The biography of these makers adds particular value to the aesthetic value of the epitaphios. Also, their lives are proof of the dramatic confrontation between Christians and the Ottoman Empire, when sacrifice for Christianity has not always managed to save one’s country, but has managed to win the Heavenly Kingdom and the crown of holiness. The presence of the epitaphios at Putna is another testimony to the mission assumed by the Romanian Principalities to continue Christian Orthodox civilization after the Ottoman Empire conquered the Orthodox states south of the Danube.
Another embroidery connected to the Serbian territory
An embroidery worked in Moldavia, but connected to the Serbian territory, is Mary Despina’s tomb cover († May 11, 1500). She was the consort of Prince Radu the Beautiful of Wallachia and the mother of Mary Voichița, consort of Stephen the Great. The support of the piece is not silk, but velvet, an extremely costly and valuable fabric at the time.
Of overwhelming simplicity and gravity, the tomb cover has a three-armed cross depicted along its entire length, following the model of some tombstones from Serbia, which would later also be used in Wallachia. To the left and right of the vertical axis, above and below the arms of the cross, the following initials are embroidered in metallic thread: IC, XC, NI, KA, Φ, Χ, Φ, Π (Ιησούς Χριστός νίκα – “Jesus Christ conquers” and Φως Χριστού φαίνει πάσι – “Christ’s light illuminates everyone”).
Lady Mary Despina’s tomb cover, 15th century.
St. Euthymia, the daughter of Vojihna, the Serbian kesar of Drama, born in 1349, was baptized Helena and was well-educated by her family. She later married Jovan Uglieša Mrnjačević, Serbian despot of Serres. In 1371, she became widowed at 22, after her husband died in the battle on the Maritsa River, fighting the Turks led by Sultan Murad I. She withdrew to the court of Prince Lazarus Hrebeljanović and his wife Miliča. Just before that, she was tonsured a nun at the Liubostina Monastery, under the name of Euthymia. Euthymia became an accomplished embroiderer, sewing pieces of exquisite beauty. She was the first known woman embroiderer in the Orthodox world. In addition, she was also the first known Serbian poetess, due to the Lamentation she composed and sewn for her son, Uglieša, on an embroidery kept at the Chilandari Monastery from Mount Athos, where he was buried.
In 1389, Prince Lazar died in the Kossovopolje battle, being beheaded by order of Sultan Bayezid I, after he had received 14 wounds in battle. In 1402, as a token of appreciation for this new martyr of Christendom who would later be canonized, Euthymia made a cover for the reliquary preserving his saintly remains.

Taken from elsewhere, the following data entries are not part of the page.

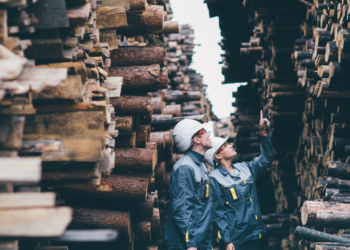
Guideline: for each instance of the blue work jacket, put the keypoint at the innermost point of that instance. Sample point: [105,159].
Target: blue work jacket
[191,205]
[239,195]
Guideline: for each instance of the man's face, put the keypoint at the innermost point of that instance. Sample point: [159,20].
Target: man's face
[203,137]
[226,151]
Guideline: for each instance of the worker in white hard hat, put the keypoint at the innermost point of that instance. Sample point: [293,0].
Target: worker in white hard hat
[236,183]
[189,220]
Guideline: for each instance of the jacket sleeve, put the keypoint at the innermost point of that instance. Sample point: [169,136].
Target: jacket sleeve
[183,193]
[220,212]
[259,164]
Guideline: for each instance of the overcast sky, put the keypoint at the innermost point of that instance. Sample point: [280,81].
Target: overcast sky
[207,56]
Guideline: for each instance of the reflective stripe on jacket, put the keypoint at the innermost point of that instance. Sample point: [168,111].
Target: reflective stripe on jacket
[238,193]
[189,219]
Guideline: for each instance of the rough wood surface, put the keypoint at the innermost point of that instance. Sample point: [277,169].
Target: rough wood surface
[151,77]
[89,218]
[135,159]
[132,56]
[35,222]
[143,133]
[333,219]
[310,208]
[132,105]
[115,187]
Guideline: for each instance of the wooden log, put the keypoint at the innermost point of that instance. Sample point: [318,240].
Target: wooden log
[70,123]
[71,174]
[124,123]
[162,120]
[151,77]
[332,246]
[114,187]
[146,21]
[137,5]
[135,208]
[132,104]
[174,110]
[157,105]
[317,236]
[158,138]
[27,200]
[169,27]
[337,195]
[142,231]
[155,222]
[143,133]
[164,183]
[89,218]
[34,222]
[135,159]
[132,56]
[335,219]
[11,130]
[180,96]
[310,208]
[339,169]
[160,170]
[126,140]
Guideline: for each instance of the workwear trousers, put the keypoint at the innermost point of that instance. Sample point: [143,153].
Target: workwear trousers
[249,245]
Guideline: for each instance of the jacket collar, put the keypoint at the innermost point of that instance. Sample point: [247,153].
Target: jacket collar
[194,158]
[225,172]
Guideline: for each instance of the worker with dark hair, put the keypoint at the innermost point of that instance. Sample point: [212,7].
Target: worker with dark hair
[236,183]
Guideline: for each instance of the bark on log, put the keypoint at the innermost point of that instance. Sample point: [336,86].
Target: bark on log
[332,246]
[124,123]
[338,195]
[174,110]
[89,218]
[137,5]
[339,169]
[132,105]
[132,56]
[310,208]
[115,187]
[180,96]
[151,77]
[142,135]
[127,140]
[155,222]
[317,236]
[157,105]
[142,231]
[164,183]
[146,21]
[335,219]
[159,138]
[136,208]
[337,183]
[135,159]
[160,170]
[162,120]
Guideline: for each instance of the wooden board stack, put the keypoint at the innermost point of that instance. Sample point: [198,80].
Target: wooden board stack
[90,92]
[296,68]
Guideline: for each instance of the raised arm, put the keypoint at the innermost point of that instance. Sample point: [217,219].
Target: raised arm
[183,190]
[259,164]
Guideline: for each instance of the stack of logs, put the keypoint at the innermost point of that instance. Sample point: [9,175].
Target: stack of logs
[90,92]
[297,73]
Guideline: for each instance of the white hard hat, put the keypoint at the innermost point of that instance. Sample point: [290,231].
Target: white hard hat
[183,132]
[217,142]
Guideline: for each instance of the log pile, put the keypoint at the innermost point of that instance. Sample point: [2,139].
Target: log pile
[90,92]
[296,68]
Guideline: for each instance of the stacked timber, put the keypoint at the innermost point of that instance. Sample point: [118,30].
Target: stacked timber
[68,126]
[296,70]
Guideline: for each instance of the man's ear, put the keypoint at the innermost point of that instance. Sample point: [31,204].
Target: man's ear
[217,156]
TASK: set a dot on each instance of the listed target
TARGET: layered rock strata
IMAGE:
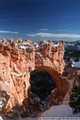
(17, 59)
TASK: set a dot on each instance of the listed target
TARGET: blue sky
(40, 19)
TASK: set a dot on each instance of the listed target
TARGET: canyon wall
(17, 59)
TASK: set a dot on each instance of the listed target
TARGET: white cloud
(52, 35)
(4, 31)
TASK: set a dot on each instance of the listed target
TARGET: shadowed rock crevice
(18, 58)
(41, 86)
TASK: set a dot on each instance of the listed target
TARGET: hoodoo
(17, 59)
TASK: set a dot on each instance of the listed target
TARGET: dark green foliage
(41, 84)
(75, 96)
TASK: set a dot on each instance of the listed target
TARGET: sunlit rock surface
(18, 58)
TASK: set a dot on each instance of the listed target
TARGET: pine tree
(75, 95)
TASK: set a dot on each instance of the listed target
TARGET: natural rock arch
(18, 58)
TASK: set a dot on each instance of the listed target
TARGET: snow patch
(58, 111)
(76, 64)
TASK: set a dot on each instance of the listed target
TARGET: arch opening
(41, 86)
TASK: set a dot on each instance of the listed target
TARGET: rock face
(17, 59)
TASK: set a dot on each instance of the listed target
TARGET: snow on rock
(58, 111)
(76, 64)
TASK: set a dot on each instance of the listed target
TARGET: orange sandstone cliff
(17, 59)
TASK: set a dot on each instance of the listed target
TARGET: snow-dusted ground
(54, 111)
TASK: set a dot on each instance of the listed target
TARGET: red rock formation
(18, 58)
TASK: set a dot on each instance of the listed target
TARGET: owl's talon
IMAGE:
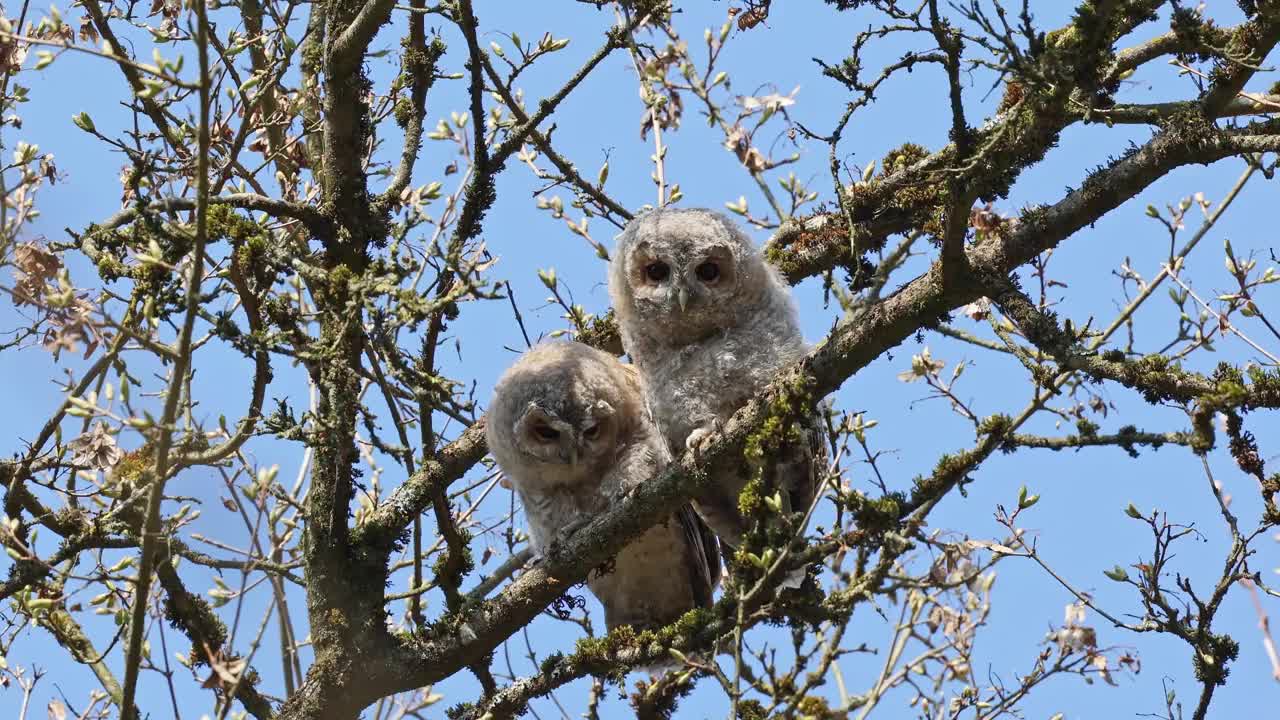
(698, 437)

The second maker of the Putna epitaphios is Saint Miliča, wife of Prince Lazar. She was born in a family that had given two Serbian saints, Simeon and Sabba. After her husband’s death at Kossovopolje, she took the monastic vows at the Liubostina Monastery, receiving the monastic name of Eugenia, then the schema-nun name of Eupraxia. Saint Euthymia was her monastic spiritual godmother, as it is written on the epitaphios. They embroidered together the epitaphios, on which they inscribed their monastic names and their worldly rank before becoming nuns.
There were also other Serbian princesses whose lives became connected to the Putna Monastery: Mary Despina and her daughter, Mary Voichița, and Helena Branković; one of them must have brought here the epitaphios from Serbia.